Article by Kenyon Victor Adams
April 25, 2020
Sheltering at home has made city life express the kind of stillness usually associated with greener spaces. This observation, though, relies on an account of biological activity that is losing relevance with each new day. The forest in many ways rivals the bustle of the metropolis, and what appears as stillness in the meadow, grove or wetland is actually roiling with innumerable circumstances. Taking note of such fullness requires a different perception than we are often asked to apply, for which the recent silences of streets, stairways, airports, cafes, pools, and paths lends to us— through the memory of their enlivenment—some new and useful skill. It is this skill that underscores the practices of the poet. And it is within such silences, full while seeming spare, that poets have sought to enliven the spaces in which our lives are contained.
James Baldwin argues convincingly that the vocation of the poet is synonymous with that of all artists. Baldwin’s sense of mutuality between the disciplines, evident in his own oeuvre, signals perhaps a central work or concern.
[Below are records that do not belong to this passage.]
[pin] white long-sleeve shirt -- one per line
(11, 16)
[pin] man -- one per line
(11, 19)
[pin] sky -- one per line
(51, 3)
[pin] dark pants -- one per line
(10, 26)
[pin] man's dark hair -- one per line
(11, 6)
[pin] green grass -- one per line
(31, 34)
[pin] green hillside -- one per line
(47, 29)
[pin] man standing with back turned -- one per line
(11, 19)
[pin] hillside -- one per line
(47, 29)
I’d like to imagine that a theologian, too, when conversant with artists, joins in the same kind of vocation. Could it bear the name joyworking described by Dr. Willie Jennings? Joy work, as perceived by Jennings, is cultivated in sequestered spaces, communities, often of those facing profound and distinct oppressions. It is the work of survival unfolding into a buoyant, daring, extended triumphant resistance against despair, death, and all of its forces. After so many of our noises have been reduced in this health crisis, it seems that a substantive poetics is necessary to uncover what remains in the silences.
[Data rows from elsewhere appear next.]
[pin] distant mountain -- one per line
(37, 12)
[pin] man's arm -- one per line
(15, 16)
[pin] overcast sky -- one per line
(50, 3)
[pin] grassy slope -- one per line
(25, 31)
Discovering what remains may, surprisingly, remind us, although in seed form, of joy itself: the uncanny force of joy, its durability as well as its connection to material things: to place and time and memory. Joy is akin to pain, not merely its paradox but its qualitative, reciprocal companion. Indeed, joy may itself be a way of perceiving suffering, but through the lens of the vision toward which suffering dares us to reach. Joy consists of a marvelous scale of perceptions, encompassing inexpressible vastness and smallness.
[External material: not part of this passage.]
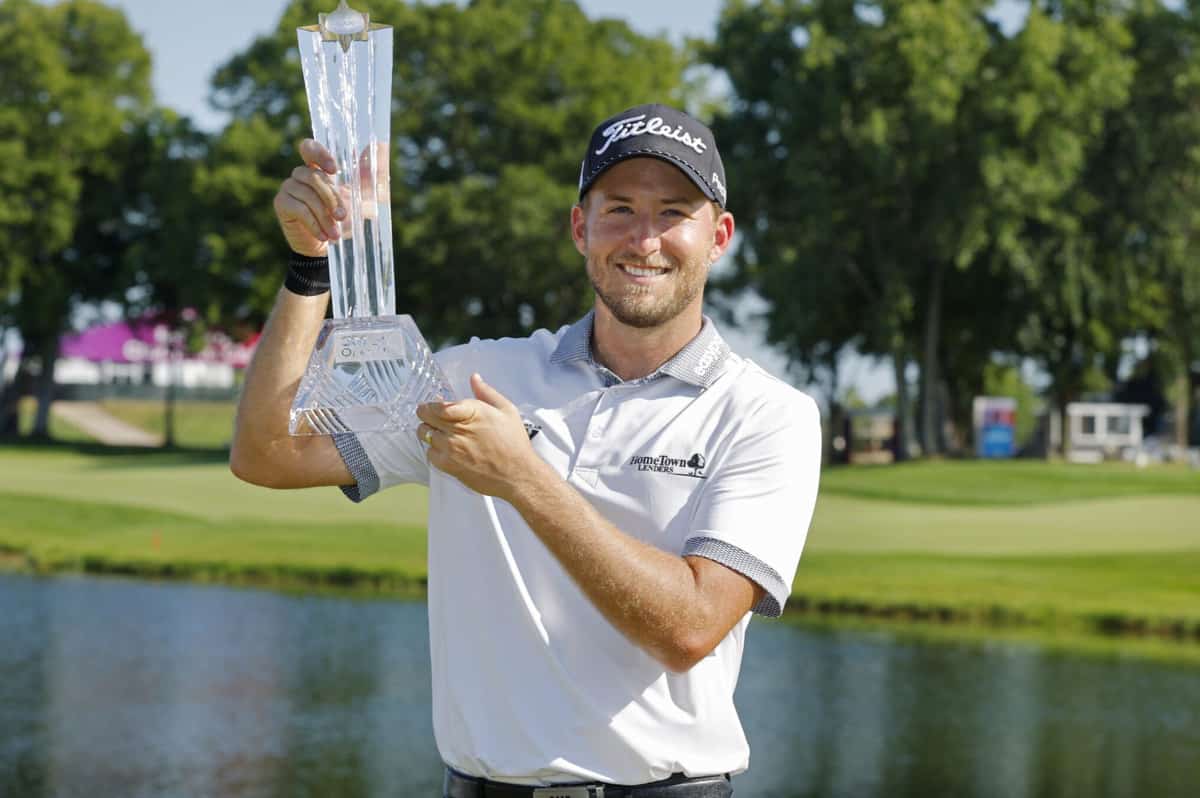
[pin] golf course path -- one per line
(103, 426)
It seems fitting, in this most distinct of springs, to reconsider the Arts Initiative’s examination of joy. We first gathered artists at Grace Farms for our Practicing Joy convening in the spring of 2018. The program followed a memorably long winter in Connecticut. During which blustering season, the luminous multidisciplinary artist, Meredith Monk and Vocal Ensemble, visited Grace Farms and inhabited the Court volume of the River building in order to further develop Cellular Songs, the latest music theater work in Monk’s five-decade corpus.
Monk’s investigations signal the close observer toward a subject which, like Cellular Songs, immerses the imagination in the negligibly small and awkwardly grand tensions that harmonize, animate, and define all life. Even as she instructs her audience to consider the essential hiddenness of life’s most critical structures, Monk celebrates and warns us about its utter immensity and grandness. This work of taking up the impossibly particular in order to see that which is now and that which is beyond, is a joy-making kind of work. Monk—herself the “happy woman”, the “crying woman”, and the “dying woman”—carries the microscopic units elemental to life as if to an altar, held in hands, in song, and in the bodies of her ensemble. Like the SANAA-designed River building, Cellular Songs expresses being within and alongside, at once. In the same way, joy keeps us in proximity always to other spaces, within and beyond ourselves.